Ingredients
The following ingredients have 4 Servings
- 1-2 tbsp canola oil
- 1 cup thinly sliced carrots
- 1 thick bunch of green onion (thinly sliced)
- 4 garlic cloves (minced)
- 1-2 tsp ground ginger
- 3-4 cups rotissere chicken (pulled and roughly chopped)
- salt & pepper (to taste)
- 6 1/2 cups chicken broth
- 2- 3 tbsp soy sauce (to taste)
- 3 tbsp rice vinegar
- 1 tbsp Sriracha
- 1 tbsp sesame oil
- 1 tbsp sugar
- 3 cups lightly packed (roughly chopped Napa cabbage)
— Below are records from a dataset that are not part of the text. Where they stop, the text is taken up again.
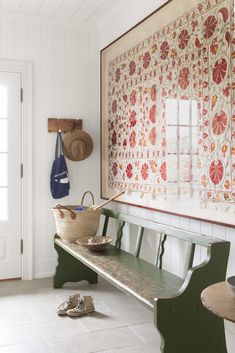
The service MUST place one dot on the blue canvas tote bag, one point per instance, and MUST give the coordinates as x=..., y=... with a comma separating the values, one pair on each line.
x=59, y=172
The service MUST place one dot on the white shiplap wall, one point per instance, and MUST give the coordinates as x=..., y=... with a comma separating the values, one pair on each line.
x=65, y=84
x=128, y=15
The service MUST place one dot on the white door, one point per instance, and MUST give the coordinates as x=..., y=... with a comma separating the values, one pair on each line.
x=10, y=175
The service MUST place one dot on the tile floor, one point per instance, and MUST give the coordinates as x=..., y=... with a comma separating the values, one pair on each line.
x=29, y=323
- 6 oz crimini mushrooms (thinly sliced)
- 1 1/2-2 packages dry ramen (seasoning packets discarded)
- 1/2 cup chopped fresh cilantro
Instruction
- In a large skillet over medium-high heat, heat the canola oil. Add in the carrots and saute about 3 minutes. Stir in the green onions, garlic, and ginger and saute 2 minutes longer.
- Stir in the chicken, chicken broth, soy sauce, rice vinegar, Sriracha, sesame oil, sugar, cabbage and mushrooms and bring the soup to a rolling boil. Let it boil for 2-3 minutes. Reduce the heat to medium, and add in the noodles and cook 3 - 5 minutes longer, stirring occasionally, until noodles are tender.
- Serve the soup warm and sprinkled with the cilantro.